Toronto festival offers premieres, politics, stars
TORONTO, Sep 6 (Reuters) This year's Toronto International Film Festival will offer more star wattage and world premieres than almost any in its 30-year history, as well as the potential for a goodly amount of controversy.
Several films at the ten-day festival, which starts on Thursday, will examine the state of President George W Bush's America.
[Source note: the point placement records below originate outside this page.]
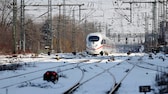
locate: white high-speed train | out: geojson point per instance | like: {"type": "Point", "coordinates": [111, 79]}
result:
{"type": "Point", "coordinates": [97, 43]}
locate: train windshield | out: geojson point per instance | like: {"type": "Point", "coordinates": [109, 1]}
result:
{"type": "Point", "coordinates": [93, 38]}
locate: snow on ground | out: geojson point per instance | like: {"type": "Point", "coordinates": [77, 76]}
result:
{"type": "Point", "coordinates": [137, 77]}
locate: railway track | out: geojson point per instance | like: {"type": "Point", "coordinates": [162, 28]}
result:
{"type": "Point", "coordinates": [29, 76]}
{"type": "Point", "coordinates": [114, 86]}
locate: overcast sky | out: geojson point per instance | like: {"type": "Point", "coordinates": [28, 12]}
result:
{"type": "Point", "coordinates": [111, 12]}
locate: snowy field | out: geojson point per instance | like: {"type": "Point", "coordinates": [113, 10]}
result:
{"type": "Point", "coordinates": [28, 78]}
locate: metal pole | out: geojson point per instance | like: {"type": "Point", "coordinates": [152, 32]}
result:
{"type": "Point", "coordinates": [22, 32]}
{"type": "Point", "coordinates": [58, 32]}
{"type": "Point", "coordinates": [14, 25]}
{"type": "Point", "coordinates": [50, 41]}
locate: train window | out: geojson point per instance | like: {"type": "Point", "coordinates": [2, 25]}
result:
{"type": "Point", "coordinates": [103, 41]}
{"type": "Point", "coordinates": [93, 38]}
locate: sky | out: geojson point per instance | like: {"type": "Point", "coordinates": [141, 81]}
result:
{"type": "Point", "coordinates": [112, 13]}
{"type": "Point", "coordinates": [139, 76]}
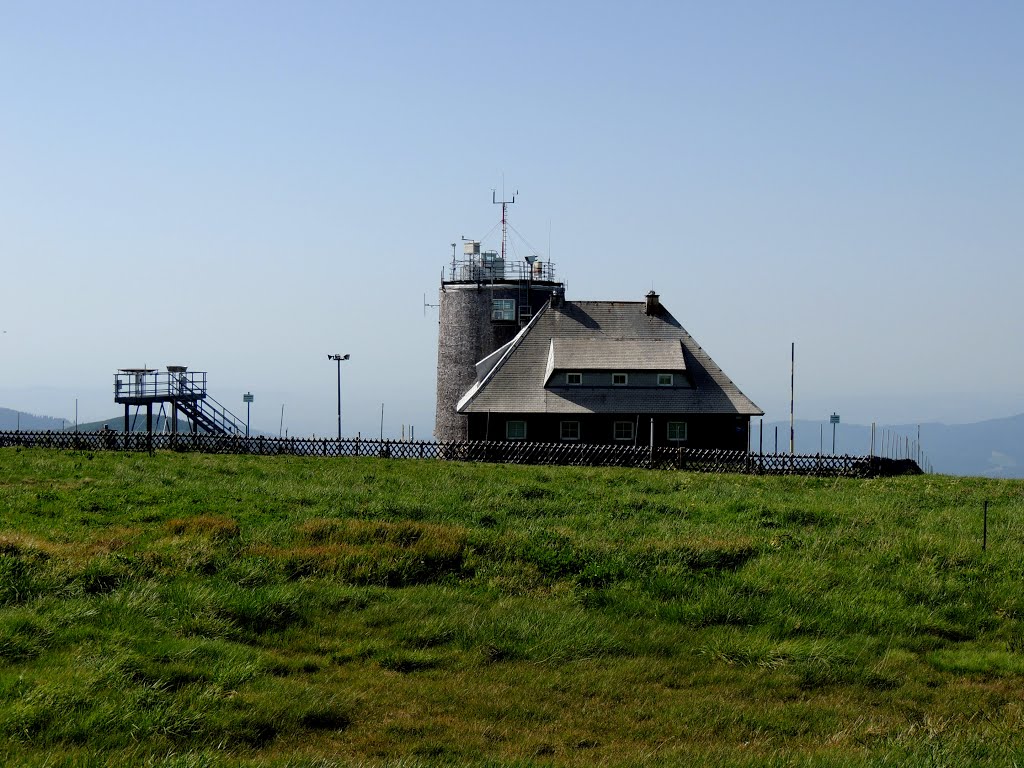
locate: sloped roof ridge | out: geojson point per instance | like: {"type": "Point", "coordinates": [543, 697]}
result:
{"type": "Point", "coordinates": [510, 349]}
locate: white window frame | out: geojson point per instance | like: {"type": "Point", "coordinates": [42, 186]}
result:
{"type": "Point", "coordinates": [631, 427]}
{"type": "Point", "coordinates": [503, 309]}
{"type": "Point", "coordinates": [677, 424]}
{"type": "Point", "coordinates": [568, 437]}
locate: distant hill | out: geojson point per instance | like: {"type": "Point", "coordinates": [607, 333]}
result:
{"type": "Point", "coordinates": [11, 420]}
{"type": "Point", "coordinates": [987, 449]}
{"type": "Point", "coordinates": [136, 424]}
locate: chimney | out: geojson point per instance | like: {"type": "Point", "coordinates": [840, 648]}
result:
{"type": "Point", "coordinates": [653, 305]}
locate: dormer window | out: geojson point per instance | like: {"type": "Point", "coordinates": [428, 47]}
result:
{"type": "Point", "coordinates": [503, 309]}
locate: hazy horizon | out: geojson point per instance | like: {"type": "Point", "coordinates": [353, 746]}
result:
{"type": "Point", "coordinates": [246, 188]}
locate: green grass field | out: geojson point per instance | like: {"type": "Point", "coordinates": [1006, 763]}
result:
{"type": "Point", "coordinates": [194, 610]}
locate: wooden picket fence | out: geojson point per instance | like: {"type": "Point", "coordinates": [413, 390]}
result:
{"type": "Point", "coordinates": [692, 460]}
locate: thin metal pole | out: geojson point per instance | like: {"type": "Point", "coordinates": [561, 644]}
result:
{"type": "Point", "coordinates": [793, 367]}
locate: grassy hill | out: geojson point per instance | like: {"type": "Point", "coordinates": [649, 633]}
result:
{"type": "Point", "coordinates": [194, 610]}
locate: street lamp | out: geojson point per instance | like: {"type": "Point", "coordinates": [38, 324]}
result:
{"type": "Point", "coordinates": [338, 358]}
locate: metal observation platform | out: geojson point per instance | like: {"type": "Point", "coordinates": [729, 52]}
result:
{"type": "Point", "coordinates": [179, 388]}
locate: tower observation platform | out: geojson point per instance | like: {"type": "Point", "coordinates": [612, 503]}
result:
{"type": "Point", "coordinates": [485, 299]}
{"type": "Point", "coordinates": [183, 390]}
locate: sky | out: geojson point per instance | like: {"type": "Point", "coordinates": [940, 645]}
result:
{"type": "Point", "coordinates": [244, 187]}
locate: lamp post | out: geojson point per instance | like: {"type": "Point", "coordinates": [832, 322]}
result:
{"type": "Point", "coordinates": [338, 358]}
{"type": "Point", "coordinates": [248, 399]}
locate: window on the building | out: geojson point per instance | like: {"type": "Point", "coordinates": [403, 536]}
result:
{"type": "Point", "coordinates": [503, 309]}
{"type": "Point", "coordinates": [624, 430]}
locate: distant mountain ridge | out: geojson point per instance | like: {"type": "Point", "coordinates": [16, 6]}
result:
{"type": "Point", "coordinates": [987, 449]}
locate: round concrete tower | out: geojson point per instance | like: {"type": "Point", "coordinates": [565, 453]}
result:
{"type": "Point", "coordinates": [484, 302]}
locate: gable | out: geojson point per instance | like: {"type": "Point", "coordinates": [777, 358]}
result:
{"type": "Point", "coordinates": [604, 336]}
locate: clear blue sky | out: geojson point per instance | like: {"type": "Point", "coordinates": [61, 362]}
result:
{"type": "Point", "coordinates": [245, 186]}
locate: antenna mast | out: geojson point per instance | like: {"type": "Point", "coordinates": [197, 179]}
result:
{"type": "Point", "coordinates": [505, 204]}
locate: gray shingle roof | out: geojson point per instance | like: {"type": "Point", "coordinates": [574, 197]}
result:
{"type": "Point", "coordinates": [587, 335]}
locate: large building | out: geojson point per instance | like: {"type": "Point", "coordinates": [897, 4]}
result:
{"type": "Point", "coordinates": [518, 361]}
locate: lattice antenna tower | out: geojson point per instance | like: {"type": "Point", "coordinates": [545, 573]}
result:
{"type": "Point", "coordinates": [505, 206]}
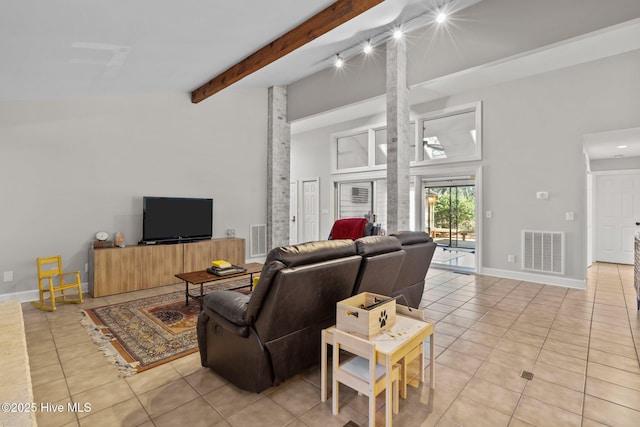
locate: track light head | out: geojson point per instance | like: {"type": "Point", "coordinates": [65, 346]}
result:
{"type": "Point", "coordinates": [367, 47]}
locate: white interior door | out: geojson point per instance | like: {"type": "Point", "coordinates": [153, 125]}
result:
{"type": "Point", "coordinates": [310, 210]}
{"type": "Point", "coordinates": [617, 213]}
{"type": "Point", "coordinates": [293, 213]}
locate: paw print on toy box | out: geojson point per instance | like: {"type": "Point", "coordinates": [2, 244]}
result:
{"type": "Point", "coordinates": [383, 318]}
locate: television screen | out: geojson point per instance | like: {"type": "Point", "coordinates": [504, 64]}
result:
{"type": "Point", "coordinates": [175, 219]}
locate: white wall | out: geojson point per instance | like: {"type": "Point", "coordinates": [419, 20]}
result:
{"type": "Point", "coordinates": [532, 136]}
{"type": "Point", "coordinates": [71, 168]}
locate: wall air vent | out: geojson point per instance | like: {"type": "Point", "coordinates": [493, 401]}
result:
{"type": "Point", "coordinates": [543, 251]}
{"type": "Point", "coordinates": [258, 240]}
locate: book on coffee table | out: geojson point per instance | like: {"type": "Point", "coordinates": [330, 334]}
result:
{"type": "Point", "coordinates": [225, 271]}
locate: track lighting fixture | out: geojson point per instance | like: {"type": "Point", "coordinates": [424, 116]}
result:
{"type": "Point", "coordinates": [367, 47]}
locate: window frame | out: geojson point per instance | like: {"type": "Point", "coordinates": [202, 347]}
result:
{"type": "Point", "coordinates": [449, 112]}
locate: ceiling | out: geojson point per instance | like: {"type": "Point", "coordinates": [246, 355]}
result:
{"type": "Point", "coordinates": [76, 48]}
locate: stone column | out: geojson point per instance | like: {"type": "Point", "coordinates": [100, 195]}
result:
{"type": "Point", "coordinates": [278, 168]}
{"type": "Point", "coordinates": [398, 183]}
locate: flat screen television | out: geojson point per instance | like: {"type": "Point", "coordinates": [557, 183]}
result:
{"type": "Point", "coordinates": [176, 219]}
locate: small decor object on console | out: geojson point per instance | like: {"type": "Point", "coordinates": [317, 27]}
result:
{"type": "Point", "coordinates": [119, 239]}
{"type": "Point", "coordinates": [102, 240]}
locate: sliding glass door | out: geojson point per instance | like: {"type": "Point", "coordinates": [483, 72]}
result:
{"type": "Point", "coordinates": [449, 212]}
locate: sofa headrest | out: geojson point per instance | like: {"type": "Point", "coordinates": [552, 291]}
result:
{"type": "Point", "coordinates": [412, 237]}
{"type": "Point", "coordinates": [312, 252]}
{"type": "Point", "coordinates": [374, 245]}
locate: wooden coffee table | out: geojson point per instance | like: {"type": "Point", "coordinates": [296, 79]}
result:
{"type": "Point", "coordinates": [203, 276]}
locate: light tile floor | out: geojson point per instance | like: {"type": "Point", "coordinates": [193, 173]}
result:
{"type": "Point", "coordinates": [581, 345]}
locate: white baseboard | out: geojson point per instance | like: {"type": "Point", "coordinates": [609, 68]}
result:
{"type": "Point", "coordinates": [32, 295]}
{"type": "Point", "coordinates": [536, 278]}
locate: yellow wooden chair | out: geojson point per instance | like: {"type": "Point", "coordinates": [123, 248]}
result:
{"type": "Point", "coordinates": [362, 372]}
{"type": "Point", "coordinates": [50, 270]}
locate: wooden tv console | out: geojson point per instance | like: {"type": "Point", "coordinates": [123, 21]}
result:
{"type": "Point", "coordinates": [117, 270]}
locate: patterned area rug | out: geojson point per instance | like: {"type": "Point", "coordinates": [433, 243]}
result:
{"type": "Point", "coordinates": [141, 334]}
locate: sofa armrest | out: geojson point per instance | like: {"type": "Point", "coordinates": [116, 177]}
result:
{"type": "Point", "coordinates": [229, 305]}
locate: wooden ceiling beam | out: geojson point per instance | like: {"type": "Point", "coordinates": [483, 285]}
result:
{"type": "Point", "coordinates": [333, 16]}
Already the festival has had to issue a statement defending its decision to screen the contentious ''Death of a President'', a mock documentary that depicts the fictional assassination of Bush.
But at this point controversy still plays second fiddle to the buzz of anticipation surrounding the appearances of Brad Pitt, Sean Penn, Penelope Cruz, Russell Crowe and other stars, as well as the 352 films from 61 countries that will be shown.
The Toronto festival has been growing steadily in profile -- this is its 31st edition -- and now has a reputation as a launch pad for Oscar hopefuls, a sentiment not lost on the actors and directors who will be promoting films, and the distributors who will be bidding to buy them.
''We are a festival of discovery,'' festival co-director Noah Cowan told Reuters.
''For some of these movies that have stars but no distributor...
they can come here, get a distributor, and really make a difference in worldwide box office.'' Already several entrants are being touted as possible award contenders, such as ''All the King's Men'', starring Penn in a remake of the movie classic about the rise and fall of a political demagogue in the US South, and ''Babel'', which stars Brad Pitt and Cate Blanchett as tragedy-stricken tourists in Morocco.
The festival will kick off with the world premiere of ''The Journals of Knud Rasmussen'', based on the writings of a 1920s Danish ethnographer about the clash of cultures between European Arctic explorers and Inuit natives.